New studies break down socioeconomic impact of Iowa casinos

Rhythm City Casino Resort in Davenport.

By Dar Danielson, Radio Iowa
Socioeconomic studies conducted for the Iowa Racing and Gaming Commission show some types of crimes do increase in casino communities — but overall those communities aren’t less safe.

Spectrum Gaming Group managing director, Michael Pollock, says you have to look very closely at the crime studies. “Crime is a universal concern, a universal question in every gaming market. And the reality is –we’ve been studying this for 40 years — casinos do not create street crime, do not do anything along those lines,” Pollock says.

Pollock says certain types of non-violent crimes– such as robberies and thefts — are higher in casino towns. He says that’s because there are more people and money there and opportunities for criminals.

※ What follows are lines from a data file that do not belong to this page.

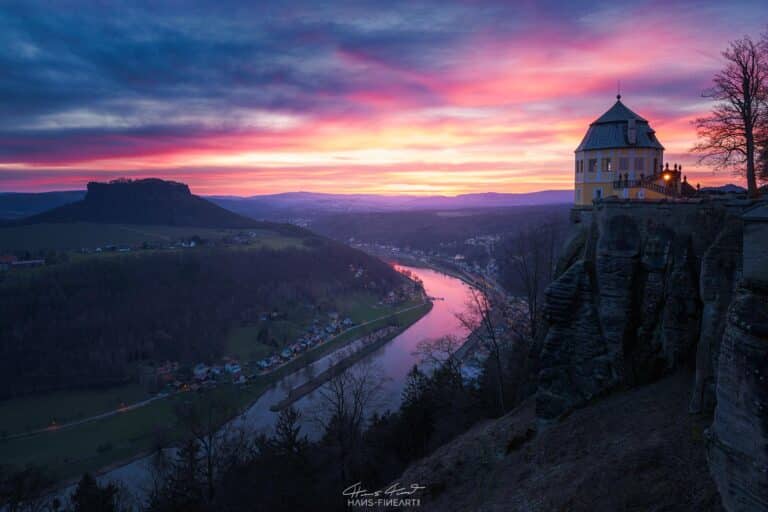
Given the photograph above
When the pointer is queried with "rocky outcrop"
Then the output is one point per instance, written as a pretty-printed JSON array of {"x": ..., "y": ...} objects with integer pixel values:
[
  {"x": 738, "y": 438},
  {"x": 716, "y": 284},
  {"x": 659, "y": 286},
  {"x": 630, "y": 308}
]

“There’s going to always be some relationship, but it’s really a function of the number of people and the amount of money and the number of visitors. It doesn’t make a community unsafe,” he says. Pollock says other positive factors offset the impact.

“When you add employment, and you add capital investment, quite the opposite is true. The community becomes safer. When you say the crime rate increases, people think that makes that community less safe — and it’s not the case,” according to Pollock.

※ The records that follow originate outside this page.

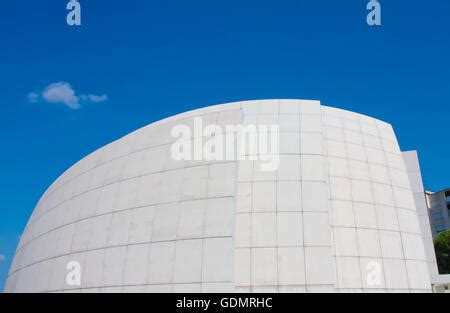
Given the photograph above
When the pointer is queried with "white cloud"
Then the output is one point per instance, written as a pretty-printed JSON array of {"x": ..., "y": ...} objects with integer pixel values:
[{"x": 63, "y": 93}]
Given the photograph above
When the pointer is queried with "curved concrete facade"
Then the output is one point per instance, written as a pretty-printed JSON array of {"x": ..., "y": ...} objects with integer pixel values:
[{"x": 337, "y": 216}]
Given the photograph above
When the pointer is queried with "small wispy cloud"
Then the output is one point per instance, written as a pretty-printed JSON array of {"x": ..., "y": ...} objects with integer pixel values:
[{"x": 63, "y": 93}]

Pollock says their study shows similar things with other socioeconomic impacts such as divorce. “You may in certain instances and this is nothing particular about Iowa, it could be in any state. You may see a correlation and that does not equate to causation. In our 40 plus years in this industry, there is nothing in the nature of this industry that would cause divorce rates to go up, or child abuse or any of the other issues,” Pollock says.

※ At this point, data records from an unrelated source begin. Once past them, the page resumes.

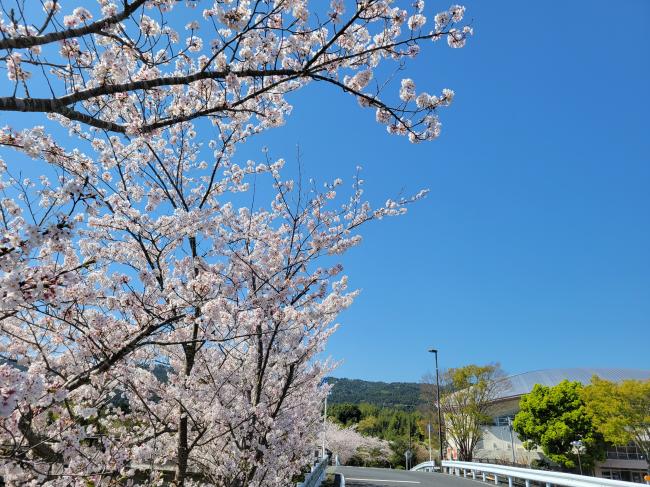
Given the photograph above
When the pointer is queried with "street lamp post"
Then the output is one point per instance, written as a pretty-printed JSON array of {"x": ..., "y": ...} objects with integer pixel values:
[
  {"x": 325, "y": 426},
  {"x": 512, "y": 440},
  {"x": 435, "y": 352},
  {"x": 578, "y": 446}
]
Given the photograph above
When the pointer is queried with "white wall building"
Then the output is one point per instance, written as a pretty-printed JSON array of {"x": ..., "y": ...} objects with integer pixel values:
[{"x": 622, "y": 462}]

He says you also have to look at the history of an area prior to the casino being there.
“The communities that seek to have a casino as an economic stimulus and very much want that economic stimulus, often have a lot of problems to begin with that they don’t have the resources to address. So, those problems may have been there, to begin with — that is essential to understanding what these numbers mean,” he says.

Pollock says there is an increase in problem gambling with casinos, but he says there are a lot of factors involved in that issue as well. He says the problem gambling rate remains very low in Iowa and the state ranks fourth for the amount of money put into its gambling treatment program.

You can see the full report on the Iowa Racing and Gaming Commission website.